Jan 28 (Reuters) - (The following statement was released by the rating agency)

Recent U.S. home price growth has been insufficient to help borrowers still struggling to pay their mortgages, according to Fitch Ratings. Evidence of this is in the growing percentage of borrowers entering foreclosure with positive equity in their homes.

Fitch estimates that the percentage of borrowers entering foreclosure with positive equity has roughly doubled in the last two years. While equity continues to be an important factor for borrower payment behavior, income and ability to pay are key drivers as well.

It is clear that rising home prices have had a positive influence on borrower behavior. However, some portion of borrowers still exhibit an inability to recover as the economy has moderately improved. This seems particularly evident in many of the RMBS loans that have been entering into the foreclosure process over the past few years. In many cases, troubled borrowers with equity are unable to sell their properties because the proceeds of the sale would not be enough to cover the mortgage amount, the closing costs, and the backlog of missed payments. Loans entering foreclosure today have missed roughly two years of payments on average, more than double the pre-crisis, long term average.
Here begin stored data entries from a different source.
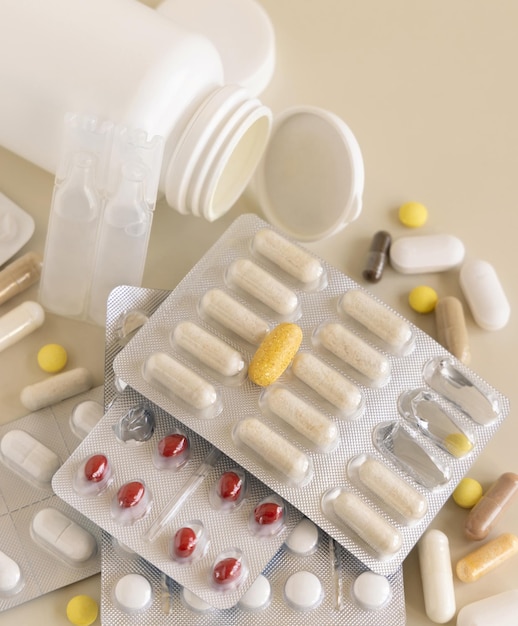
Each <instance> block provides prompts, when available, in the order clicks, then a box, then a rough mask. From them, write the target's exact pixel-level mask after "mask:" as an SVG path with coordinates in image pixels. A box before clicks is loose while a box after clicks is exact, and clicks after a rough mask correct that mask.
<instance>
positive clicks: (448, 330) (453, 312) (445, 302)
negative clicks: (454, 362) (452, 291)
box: [435, 296, 471, 365]
mask: <svg viewBox="0 0 518 626" xmlns="http://www.w3.org/2000/svg"><path fill="white" fill-rule="evenodd" d="M435 324H436V327H437V340H438V341H439V343H440V344H442V345H443V346H444V347H445V348H446V349H447V350H449V351H450V352H451V353H452V354H453V356H455V357H457V358H458V359H459V361H460V362H461V363H464V364H465V365H467V364H468V363H469V362H470V360H471V351H470V347H469V338H468V331H467V328H466V320H465V319H464V309H463V308H462V303H461V302H460V300H459V299H458V298H455V297H454V296H446V297H445V298H439V300H438V302H437V304H436V305H435Z"/></svg>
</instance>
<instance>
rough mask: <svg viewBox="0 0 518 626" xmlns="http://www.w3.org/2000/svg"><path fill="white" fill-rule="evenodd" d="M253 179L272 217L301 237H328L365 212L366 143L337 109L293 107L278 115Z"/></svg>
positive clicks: (272, 223)
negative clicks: (361, 213)
mask: <svg viewBox="0 0 518 626" xmlns="http://www.w3.org/2000/svg"><path fill="white" fill-rule="evenodd" d="M253 185H254V190H255V192H256V194H257V197H258V201H259V204H260V208H261V210H262V211H263V213H264V215H265V217H266V219H267V220H268V221H269V222H270V223H272V224H273V225H274V226H277V227H278V228H280V229H281V230H282V231H284V232H285V233H287V234H288V235H291V236H292V237H293V238H295V239H297V240H299V241H317V240H319V239H325V238H326V237H329V236H331V235H333V234H335V233H337V232H338V231H340V230H342V228H344V227H345V226H347V224H349V223H350V222H352V221H354V220H355V219H356V218H357V217H358V215H359V214H360V212H361V208H362V194H363V186H364V168H363V159H362V155H361V152H360V147H359V145H358V142H357V141H356V138H355V137H354V135H353V133H352V132H351V130H350V128H349V127H348V126H347V125H346V124H345V122H343V121H342V120H341V119H340V118H339V117H338V116H336V115H335V114H334V113H331V112H329V111H326V110H324V109H318V108H315V107H295V108H290V109H288V110H286V111H285V112H284V113H283V114H282V115H280V116H279V117H278V118H277V119H276V120H275V121H274V124H273V128H272V131H271V137H270V140H269V143H268V146H267V148H266V151H265V153H264V155H263V157H262V160H261V162H260V164H259V167H258V170H257V171H256V174H255V176H254V181H253Z"/></svg>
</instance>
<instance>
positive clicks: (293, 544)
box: [286, 518, 318, 556]
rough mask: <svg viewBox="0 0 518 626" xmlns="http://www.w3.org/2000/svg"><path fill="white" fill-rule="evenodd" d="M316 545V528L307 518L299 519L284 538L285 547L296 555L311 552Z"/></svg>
mask: <svg viewBox="0 0 518 626" xmlns="http://www.w3.org/2000/svg"><path fill="white" fill-rule="evenodd" d="M317 546H318V528H317V527H316V525H315V524H313V522H312V521H311V520H309V519H307V518H304V519H303V520H301V521H300V522H299V523H298V524H297V525H296V526H295V528H294V529H293V530H292V531H291V533H290V535H289V537H288V538H287V539H286V548H287V549H288V550H289V551H290V552H291V553H293V554H296V555H297V556H307V555H309V554H313V552H315V550H316V549H317Z"/></svg>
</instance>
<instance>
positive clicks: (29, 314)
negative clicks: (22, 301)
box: [0, 300, 45, 352]
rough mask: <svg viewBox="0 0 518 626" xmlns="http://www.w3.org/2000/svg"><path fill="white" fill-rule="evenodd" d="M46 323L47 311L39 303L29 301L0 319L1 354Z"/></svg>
mask: <svg viewBox="0 0 518 626" xmlns="http://www.w3.org/2000/svg"><path fill="white" fill-rule="evenodd" d="M44 321H45V311H44V310H43V307H42V306H41V305H40V304H38V303H37V302H32V301H31V300H27V301H26V302H22V303H21V304H20V305H18V306H17V307H15V308H14V309H11V310H10V311H9V312H8V313H5V314H4V315H2V317H0V352H1V351H2V350H5V349H6V348H9V346H12V345H13V344H15V343H16V342H18V341H20V339H23V338H24V337H26V336H27V335H29V334H30V333H32V332H33V331H35V330H36V329H37V328H39V327H40V326H41V325H42V324H43V322H44Z"/></svg>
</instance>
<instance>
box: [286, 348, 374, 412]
mask: <svg viewBox="0 0 518 626" xmlns="http://www.w3.org/2000/svg"><path fill="white" fill-rule="evenodd" d="M291 369H292V371H293V373H294V374H295V376H296V377H297V378H298V379H299V380H301V381H302V382H304V383H306V385H308V386H309V387H311V389H313V390H314V391H316V392H317V393H318V394H319V395H320V396H322V397H323V398H324V399H325V400H327V401H328V402H330V403H331V404H332V405H333V406H335V407H336V408H337V409H338V410H339V411H341V412H343V413H344V415H345V417H348V418H356V417H359V415H360V413H361V410H362V406H363V397H362V394H361V391H360V389H359V388H358V387H357V386H356V385H354V384H353V383H352V382H350V381H349V380H347V378H345V377H344V376H342V375H341V374H340V373H339V372H337V371H336V370H335V369H333V368H332V367H330V366H329V365H327V364H326V363H324V362H323V361H321V360H320V359H318V358H317V357H315V356H313V355H312V354H311V353H309V352H299V353H298V354H297V355H295V358H294V359H293V362H292V364H291Z"/></svg>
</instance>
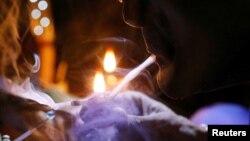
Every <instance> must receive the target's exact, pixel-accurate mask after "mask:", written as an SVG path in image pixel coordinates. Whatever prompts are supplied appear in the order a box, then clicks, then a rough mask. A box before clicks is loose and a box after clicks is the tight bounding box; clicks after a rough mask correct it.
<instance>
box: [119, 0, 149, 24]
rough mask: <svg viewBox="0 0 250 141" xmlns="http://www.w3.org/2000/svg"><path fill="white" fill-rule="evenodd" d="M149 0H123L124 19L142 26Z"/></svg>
mask: <svg viewBox="0 0 250 141" xmlns="http://www.w3.org/2000/svg"><path fill="white" fill-rule="evenodd" d="M148 3H149V0H123V20H124V21H125V22H126V23H127V24H128V25H130V26H133V27H137V28H139V27H142V26H143V24H144V21H145V17H146V15H147V12H148V11H147V7H148Z"/></svg>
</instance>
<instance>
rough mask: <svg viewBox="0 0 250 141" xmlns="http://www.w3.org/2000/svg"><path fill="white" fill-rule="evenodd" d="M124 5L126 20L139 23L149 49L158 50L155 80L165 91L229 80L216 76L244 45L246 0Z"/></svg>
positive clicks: (213, 84) (220, 84)
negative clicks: (156, 70) (222, 79)
mask: <svg viewBox="0 0 250 141" xmlns="http://www.w3.org/2000/svg"><path fill="white" fill-rule="evenodd" d="M123 4H124V7H123V18H124V20H125V22H126V23H128V24H129V25H131V26H134V27H138V28H141V30H142V33H143V35H144V39H145V42H146V44H147V49H148V51H149V52H150V53H153V54H155V55H157V64H158V66H159V72H158V74H157V78H158V85H159V87H160V88H161V90H162V91H163V92H164V93H165V94H166V95H168V96H169V97H172V98H177V99H179V98H183V97H186V96H189V95H192V94H194V93H197V92H199V91H200V90H208V89H214V88H216V87H222V86H223V85H228V83H227V82H225V84H224V82H223V83H219V81H220V80H219V79H223V74H225V71H224V70H226V69H228V66H229V65H232V64H230V62H232V60H233V58H235V56H236V55H237V54H236V53H238V52H239V51H240V50H241V49H242V48H245V47H246V46H248V45H249V44H248V40H247V39H246V35H249V33H250V32H249V31H250V30H249V26H248V25H249V23H250V22H249V20H246V19H249V15H248V14H247V12H246V10H247V9H248V8H247V7H248V6H249V5H250V3H249V2H245V1H244V2H241V3H239V2H236V1H232V2H231V1H228V2H227V3H225V2H223V1H222V0H219V1H218V0H217V1H215V0H212V1H211V0H204V1H199V0H189V1H186V0H124V1H123ZM248 13H249V12H248ZM221 77H222V78H221ZM217 82H218V83H217ZM226 83H227V84H226Z"/></svg>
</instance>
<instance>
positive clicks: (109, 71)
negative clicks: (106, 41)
mask: <svg viewBox="0 0 250 141" xmlns="http://www.w3.org/2000/svg"><path fill="white" fill-rule="evenodd" d="M103 65H104V69H105V71H107V72H113V71H114V70H115V69H116V59H115V53H114V51H113V50H112V49H108V51H107V52H106V54H105V57H104V61H103Z"/></svg>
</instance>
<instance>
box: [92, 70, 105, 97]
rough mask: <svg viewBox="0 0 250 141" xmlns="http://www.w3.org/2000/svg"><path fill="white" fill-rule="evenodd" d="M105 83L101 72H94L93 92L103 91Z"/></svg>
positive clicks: (103, 91)
mask: <svg viewBox="0 0 250 141" xmlns="http://www.w3.org/2000/svg"><path fill="white" fill-rule="evenodd" d="M105 90H106V84H105V80H104V76H103V74H102V73H101V72H96V74H95V79H94V92H105Z"/></svg>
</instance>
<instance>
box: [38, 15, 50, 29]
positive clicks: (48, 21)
mask: <svg viewBox="0 0 250 141" xmlns="http://www.w3.org/2000/svg"><path fill="white" fill-rule="evenodd" d="M40 24H41V26H43V27H47V26H49V24H50V20H49V18H48V17H43V18H42V19H41V20H40Z"/></svg>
The changing composition of borrowers entering foreclosure may also help explain why those with positive equity continue to struggle. The percentage of loans entering foreclosure which had been cash-out refinances at origination increased steadily since 2008, and now accounts for 50% of the total. Todayas tighter loan underwriting and origination guidelines may prevent many of these borrowers from tapping the equity in their homes to cover expenses. Although equity may exist, the current guidelines are in most cases restrictive for borrowers with poor credit history. Also, the loan-to-value and cash-out dollar limits are significantly lower than what was available during peak-vintage years and, despite the improved equity situation, few of these delinquent borrowers could materially benefit from further cash-out refinancings.

Furthermore, approximately half of all loans that recently entered foreclosure had been unsuccessful in at least one prior loan modification. The percentage of loans entering foreclosure that had been underwritten to subprime guidelines has increased as well. Such attributes suggest that many of these borrowers were either overleveraged at origination or had payment challenges in prior years and have few alternatives now and may be able to remain in the home until the foreclosure process is complete.

The age of loans entering foreclosure also continues to climb steadily.

Borrowers recently entering foreclosure have loans that are roughly eight years seasoned on average, compared to the pre-crisis average of two-to-three years. As such, loans with positive equity that are entering foreclosure today may be more adversely selected due to the length of time prior to entering foreclosure and the potential for disrepair.

It is possible that some portion of borrowers currently in the foreclosure process obtained additional and/or secondary financing subsequent to the origination of their first liens. The additional leverage could also be a factor in their ability/willingness to pay and whether the borrower is in a positive equity position. These factors are important considerations for the mortgage loan servicers, who must determine the best resolution for the borrower and property, while assessing the ultimate impact on investors.

Under the existing regulatory framework, residential mortgage servicers have many tools at their disposal to help struggling homeowners. However, servicers are often left with few options other than foreclosure for borrowers who are unable to make regularly scheduled mortgage payments, despite their interest in remaining in their homes. This is especially true in situations where borrowers have equity in the property and have payment problems even after loan modifications involving significant rate reductions.